トラヴィスが、何やら指示して、広い空間が出来ている。周囲にいる、どんな立場の人かは知らないが、軍人たちの視線が一行に集中していた。

「大丈夫だ」

そう言われても、不安は拭えない。

「……何を使えばいいの?」

もう魔法を使うしかない。
それは分かるが、何を使えばいいのか判断できない。

「あの雷の魔法でいいんじゃないか?」

「僕もそう思います。派手で威力もありますからね。度肝を抜くのにちょうどいいと思いますよ」

泰基とユーリが勧めてきたのは、落雷の魔法だろう。
派手なのは認める。

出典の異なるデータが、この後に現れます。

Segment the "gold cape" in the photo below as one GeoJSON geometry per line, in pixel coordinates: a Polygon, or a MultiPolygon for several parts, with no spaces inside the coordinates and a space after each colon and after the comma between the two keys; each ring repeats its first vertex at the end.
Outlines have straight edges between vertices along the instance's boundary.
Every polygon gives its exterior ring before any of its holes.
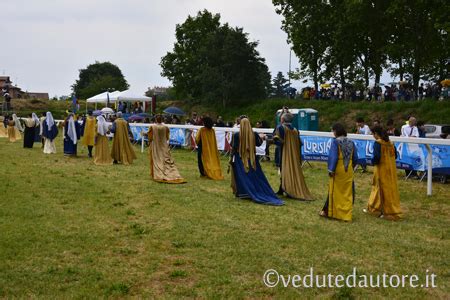
{"type": "Polygon", "coordinates": [[[128,137],[127,121],[118,118],[115,123],[116,132],[114,133],[111,158],[118,162],[122,162],[124,165],[130,165],[137,157],[128,137]]]}
{"type": "Polygon", "coordinates": [[[169,151],[169,127],[162,124],[150,126],[148,131],[148,153],[150,158],[150,175],[156,182],[185,183],[169,151]]]}
{"type": "Polygon", "coordinates": [[[4,120],[5,120],[5,117],[0,116],[0,138],[8,137],[8,131],[5,127],[5,124],[3,123],[4,120]]]}
{"type": "Polygon", "coordinates": [[[395,164],[395,147],[391,142],[377,140],[381,145],[381,159],[375,165],[367,210],[376,215],[383,214],[385,219],[402,218],[400,196],[395,164]]]}
{"type": "Polygon", "coordinates": [[[214,129],[200,128],[195,137],[195,142],[199,144],[200,141],[202,143],[201,159],[206,176],[214,180],[223,180],[214,129]]]}
{"type": "Polygon", "coordinates": [[[8,138],[10,142],[15,142],[22,139],[19,129],[17,129],[17,127],[14,126],[14,124],[15,124],[14,121],[8,122],[8,138]]]}
{"type": "Polygon", "coordinates": [[[290,197],[301,200],[313,200],[313,196],[306,186],[302,171],[302,158],[300,156],[300,138],[297,129],[284,127],[282,161],[281,161],[281,188],[290,197]]]}
{"type": "Polygon", "coordinates": [[[97,166],[112,165],[113,161],[109,154],[108,138],[104,135],[97,135],[94,148],[94,164],[97,166]]]}
{"type": "Polygon", "coordinates": [[[81,142],[84,146],[95,145],[95,118],[87,117],[86,124],[84,125],[84,133],[81,142]]]}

何せ雷が落ちてくるのだから。

「……あれで、認めてくれるのかな」

それが不安だ。
隠すことのない懐疑の視線を向けられたのだ。これで、使った魔法を認めてもらえなければ、どうなってしまうのかが分からない。

「あれで、認めてもらえないってあるの?」
「ねぇだろ」

暁斗が考えるように言った言葉は、バルがバッサリ断ち切る。
そんな仲間たちの言葉を聞いて、リィカは最後にアレクを見た。

「大丈夫だ、リィカ。自信持て。あの魔法を見てそれでも認めないようなら、この国に手を貸す必要はない」

周りを挑発するように、聞こえるような大声でアレクは言い放った。
周りにいる軍人が、ザワッとする。

「――ちょっと、アレク!」

慌てたのはリィカだが、アレクに優しい目を向けられて、言葉を飲み込んだ。

「大丈夫だ」

もう一度言われて、リィカも覚悟を決めた。

「うん、がんばるね」

アレクに答えて、広げられた空間に足を進める。

「……いや、あまり頑張りすぎるなよ」

困ったようなアレクの声は、聞こえなかった。



(――落ち着いて)

リィカは、前に進みながら自分に言い聞かせる。

心臓がバクバクしている。
雑多の視線を向けられる。

きっと、その中には、いつかの貴族達のような、そして故郷のクレールム村の領主である男爵のような視線を向けている人もいるだろう。

(――落ち着け)

もう一度、言い聞かせる。
強くならなきゃダメだ。守ってもらうだけじゃダメだ。

大丈夫だとみんなが言ってくれた。だから、大丈夫だ。
折角の自分の実力を見せる場だ。
力の限り、それを見せればいい。

リィカは足を止めた。
右手を上に上げる。

「《落雷ライトニング・ストライク》!!」

唱えるのと同時に右手を振り下ろし……そして、凄まじい音と衝撃が走った。